IREES colloquium: Exergy as a measure for environmental burden? A conceptual exploration| Professor Martin de Wit, Stellenbosch University.

Speaker | Professor Martin de Wit, Stellenbosch University.

Title |Exergy as a measure for environmental burden? A conceptual exploration

Summary

Problem | Several recent global assessments point to a rapidly deteriorating global environment with potentially dire consequences for the sustainability of life on the planet. Legitimate questions are raised on the adequacy of existing environmental management frameworks, models, tools, and policies to achieve global sustainability. One aspect of this problem is how environmental burden is measured. In mainstream approaches to environmental management measurements, a consistent and recurring problem is that environmental and ecological indicators do not correspond well with physical, chemical, and biological material realities.

Purpose:

A widespread integration of the laws of thermodynamics into the field of environmental management and sustainability is needed. The purpose of the research is to contribute towards a greater acceptance of exergy analysis, as a measure of thermodynamic potential, in the field of environmental management and sustainability.

Method and approach:

The method followed is an interdisciplinary literature review on exergy as a viable measure for environmental burden. The approach is to construct a logical and coherent non-technical argument to enhance understanding and acceptance of proof of concept.

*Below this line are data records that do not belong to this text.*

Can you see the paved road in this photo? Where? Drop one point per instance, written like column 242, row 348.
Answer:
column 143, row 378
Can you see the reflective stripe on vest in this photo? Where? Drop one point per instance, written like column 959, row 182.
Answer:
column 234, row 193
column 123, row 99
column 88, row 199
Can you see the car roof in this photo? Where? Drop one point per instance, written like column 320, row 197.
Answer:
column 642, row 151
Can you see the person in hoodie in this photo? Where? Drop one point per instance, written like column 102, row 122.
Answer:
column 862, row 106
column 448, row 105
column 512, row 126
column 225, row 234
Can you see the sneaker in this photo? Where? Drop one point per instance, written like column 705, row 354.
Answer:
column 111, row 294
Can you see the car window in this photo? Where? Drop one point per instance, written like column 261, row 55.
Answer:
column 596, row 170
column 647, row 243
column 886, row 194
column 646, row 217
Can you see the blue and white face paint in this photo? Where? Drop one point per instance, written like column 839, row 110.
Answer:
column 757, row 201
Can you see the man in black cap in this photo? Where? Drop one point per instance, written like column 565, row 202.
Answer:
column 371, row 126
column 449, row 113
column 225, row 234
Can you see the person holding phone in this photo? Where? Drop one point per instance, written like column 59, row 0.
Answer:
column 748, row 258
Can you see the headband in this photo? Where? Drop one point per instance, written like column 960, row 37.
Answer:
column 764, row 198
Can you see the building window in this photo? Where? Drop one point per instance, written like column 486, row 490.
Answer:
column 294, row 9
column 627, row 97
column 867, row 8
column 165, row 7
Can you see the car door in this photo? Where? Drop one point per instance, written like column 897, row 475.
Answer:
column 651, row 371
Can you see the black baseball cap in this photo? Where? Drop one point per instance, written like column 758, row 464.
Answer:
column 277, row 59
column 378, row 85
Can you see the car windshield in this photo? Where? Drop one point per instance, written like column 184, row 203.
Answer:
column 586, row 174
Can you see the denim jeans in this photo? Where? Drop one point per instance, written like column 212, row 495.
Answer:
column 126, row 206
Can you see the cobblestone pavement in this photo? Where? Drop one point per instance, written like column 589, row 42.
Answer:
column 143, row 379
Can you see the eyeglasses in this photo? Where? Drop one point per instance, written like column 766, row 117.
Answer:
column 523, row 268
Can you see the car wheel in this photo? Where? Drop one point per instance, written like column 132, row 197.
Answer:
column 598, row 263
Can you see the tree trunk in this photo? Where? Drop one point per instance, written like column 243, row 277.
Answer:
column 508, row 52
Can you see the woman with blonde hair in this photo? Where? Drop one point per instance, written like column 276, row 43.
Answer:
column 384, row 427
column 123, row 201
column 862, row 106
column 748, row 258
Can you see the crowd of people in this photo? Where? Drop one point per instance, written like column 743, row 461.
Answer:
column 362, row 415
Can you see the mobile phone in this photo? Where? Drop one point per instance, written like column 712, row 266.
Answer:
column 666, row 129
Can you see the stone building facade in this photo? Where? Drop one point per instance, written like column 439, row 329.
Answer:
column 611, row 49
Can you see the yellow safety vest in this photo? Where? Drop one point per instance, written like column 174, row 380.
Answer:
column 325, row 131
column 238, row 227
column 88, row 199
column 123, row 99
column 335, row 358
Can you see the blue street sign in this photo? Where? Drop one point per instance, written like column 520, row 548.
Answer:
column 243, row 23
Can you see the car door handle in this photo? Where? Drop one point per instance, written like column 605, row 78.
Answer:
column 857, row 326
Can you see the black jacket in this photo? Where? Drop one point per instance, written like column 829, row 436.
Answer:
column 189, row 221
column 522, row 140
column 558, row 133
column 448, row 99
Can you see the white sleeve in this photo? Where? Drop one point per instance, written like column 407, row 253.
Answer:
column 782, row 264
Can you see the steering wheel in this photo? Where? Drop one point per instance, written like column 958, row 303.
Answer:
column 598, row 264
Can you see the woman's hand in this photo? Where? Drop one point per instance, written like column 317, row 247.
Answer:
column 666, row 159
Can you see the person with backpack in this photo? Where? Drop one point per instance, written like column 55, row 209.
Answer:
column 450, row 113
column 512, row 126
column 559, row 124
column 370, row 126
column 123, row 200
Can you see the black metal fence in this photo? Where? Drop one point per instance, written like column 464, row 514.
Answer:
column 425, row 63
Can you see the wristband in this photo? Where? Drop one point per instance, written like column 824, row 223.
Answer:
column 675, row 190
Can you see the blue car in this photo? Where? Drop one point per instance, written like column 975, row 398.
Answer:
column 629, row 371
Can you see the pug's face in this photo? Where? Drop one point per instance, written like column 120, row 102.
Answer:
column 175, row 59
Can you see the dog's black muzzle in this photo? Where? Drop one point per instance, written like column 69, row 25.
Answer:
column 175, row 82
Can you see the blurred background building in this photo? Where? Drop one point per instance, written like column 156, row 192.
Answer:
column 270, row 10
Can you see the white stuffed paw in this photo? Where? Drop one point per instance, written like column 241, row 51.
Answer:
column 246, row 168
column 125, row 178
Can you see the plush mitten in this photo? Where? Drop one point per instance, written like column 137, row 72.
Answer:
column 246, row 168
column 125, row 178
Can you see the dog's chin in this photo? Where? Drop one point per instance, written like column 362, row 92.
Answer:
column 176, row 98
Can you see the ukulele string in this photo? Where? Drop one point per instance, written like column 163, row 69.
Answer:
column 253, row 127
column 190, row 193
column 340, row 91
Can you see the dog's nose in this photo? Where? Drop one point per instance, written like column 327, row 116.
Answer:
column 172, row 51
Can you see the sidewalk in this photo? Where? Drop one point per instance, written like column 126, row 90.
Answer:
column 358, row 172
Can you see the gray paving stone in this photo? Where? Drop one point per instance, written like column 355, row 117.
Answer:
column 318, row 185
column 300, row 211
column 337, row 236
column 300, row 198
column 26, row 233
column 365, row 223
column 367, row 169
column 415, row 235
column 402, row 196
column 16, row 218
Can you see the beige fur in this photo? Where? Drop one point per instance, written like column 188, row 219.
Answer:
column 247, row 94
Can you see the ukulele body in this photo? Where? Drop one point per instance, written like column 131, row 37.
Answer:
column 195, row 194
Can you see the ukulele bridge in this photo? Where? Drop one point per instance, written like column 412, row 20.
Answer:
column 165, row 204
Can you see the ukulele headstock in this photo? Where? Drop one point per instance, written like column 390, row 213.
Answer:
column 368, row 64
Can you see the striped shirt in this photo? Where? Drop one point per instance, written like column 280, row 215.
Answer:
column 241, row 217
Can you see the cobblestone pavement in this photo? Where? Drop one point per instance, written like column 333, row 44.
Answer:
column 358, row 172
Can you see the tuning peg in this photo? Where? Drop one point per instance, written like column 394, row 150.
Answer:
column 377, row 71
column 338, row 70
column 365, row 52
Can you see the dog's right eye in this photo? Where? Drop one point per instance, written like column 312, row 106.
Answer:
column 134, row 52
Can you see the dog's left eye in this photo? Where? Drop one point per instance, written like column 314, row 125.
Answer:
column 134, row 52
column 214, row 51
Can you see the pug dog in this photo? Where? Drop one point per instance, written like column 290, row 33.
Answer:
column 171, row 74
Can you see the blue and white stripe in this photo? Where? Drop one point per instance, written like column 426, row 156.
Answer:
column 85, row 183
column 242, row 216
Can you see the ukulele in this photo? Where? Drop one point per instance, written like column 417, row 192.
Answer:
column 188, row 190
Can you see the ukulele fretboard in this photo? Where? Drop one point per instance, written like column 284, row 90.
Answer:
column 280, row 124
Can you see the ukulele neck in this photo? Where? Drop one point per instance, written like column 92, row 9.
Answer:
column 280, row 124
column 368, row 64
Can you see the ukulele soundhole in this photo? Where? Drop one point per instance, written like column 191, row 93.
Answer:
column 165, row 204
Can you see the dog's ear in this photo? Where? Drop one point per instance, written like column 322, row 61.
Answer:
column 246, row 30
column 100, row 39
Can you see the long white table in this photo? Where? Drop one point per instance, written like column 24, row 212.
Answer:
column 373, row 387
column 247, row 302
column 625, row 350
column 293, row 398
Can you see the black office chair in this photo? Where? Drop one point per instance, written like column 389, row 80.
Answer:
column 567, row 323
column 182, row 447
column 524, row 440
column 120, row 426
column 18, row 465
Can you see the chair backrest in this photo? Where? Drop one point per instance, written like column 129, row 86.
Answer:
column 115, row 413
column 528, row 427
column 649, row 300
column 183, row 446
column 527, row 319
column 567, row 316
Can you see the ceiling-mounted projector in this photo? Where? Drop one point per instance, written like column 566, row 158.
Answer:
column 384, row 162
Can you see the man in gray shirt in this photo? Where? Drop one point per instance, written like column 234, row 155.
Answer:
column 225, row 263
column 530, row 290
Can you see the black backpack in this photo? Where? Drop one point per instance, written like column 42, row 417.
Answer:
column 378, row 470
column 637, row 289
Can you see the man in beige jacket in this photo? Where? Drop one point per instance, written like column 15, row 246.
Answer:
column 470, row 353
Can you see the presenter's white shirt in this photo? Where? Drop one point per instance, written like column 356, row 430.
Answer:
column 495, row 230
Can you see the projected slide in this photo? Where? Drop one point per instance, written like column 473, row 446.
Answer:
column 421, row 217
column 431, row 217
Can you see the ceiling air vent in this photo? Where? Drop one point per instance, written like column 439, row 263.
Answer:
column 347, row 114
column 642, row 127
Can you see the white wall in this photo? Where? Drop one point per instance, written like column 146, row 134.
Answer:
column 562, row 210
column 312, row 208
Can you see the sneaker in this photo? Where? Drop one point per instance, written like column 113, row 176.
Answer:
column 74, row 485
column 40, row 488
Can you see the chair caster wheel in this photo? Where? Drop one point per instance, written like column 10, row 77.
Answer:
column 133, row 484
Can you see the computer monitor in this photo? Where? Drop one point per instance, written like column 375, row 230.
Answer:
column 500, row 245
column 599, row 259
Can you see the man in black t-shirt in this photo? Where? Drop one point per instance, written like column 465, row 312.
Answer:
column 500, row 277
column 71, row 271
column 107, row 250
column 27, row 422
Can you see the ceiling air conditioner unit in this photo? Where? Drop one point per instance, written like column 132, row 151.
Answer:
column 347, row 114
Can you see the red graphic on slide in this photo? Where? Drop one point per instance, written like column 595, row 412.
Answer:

Key results and its relevance:

Exergy concepts and methods, databases and tools are well developed on energy and material use and waste emissions. Exergy analysis is implemented far beyond the initial technical analysis focussed on identifying inefficiencies in industrial processes, and now also  used for environmental, thermo-economic, and sustainability assessments and models, as well as in the analysis of natural ecosystems. The concept of exergy is further well accepted as a measure of environmental burden, but with some notable exceptions and limitations such as the harmfulness of waste emissions. Challenges remain in the calculation of reference environments, especially the chemical exergy of living systems, in the calculation of embodied exergy in waste emissions and the exergy of ecosystems, and the integration with human values and preferences in decision making. Some components for an improved conceptual framework are highlighted.

Conclusions:

Exergy as a measure for environmental burden carries the advantage that thermodynamic second law inefficiencies and irreversible environmental effects can be included in environmental and sustainability assessments on a scientific basis. The concept can be used to extend on certain existing environmental management approaches and tools, notably environmental indicators and life-cycle analysis. Some remaining challenges and limitations affecting the efficacy of environmental management and sustainability are highlighted. An improved conceptual framework for exergy as measure for environmental burden is envisaged for future work.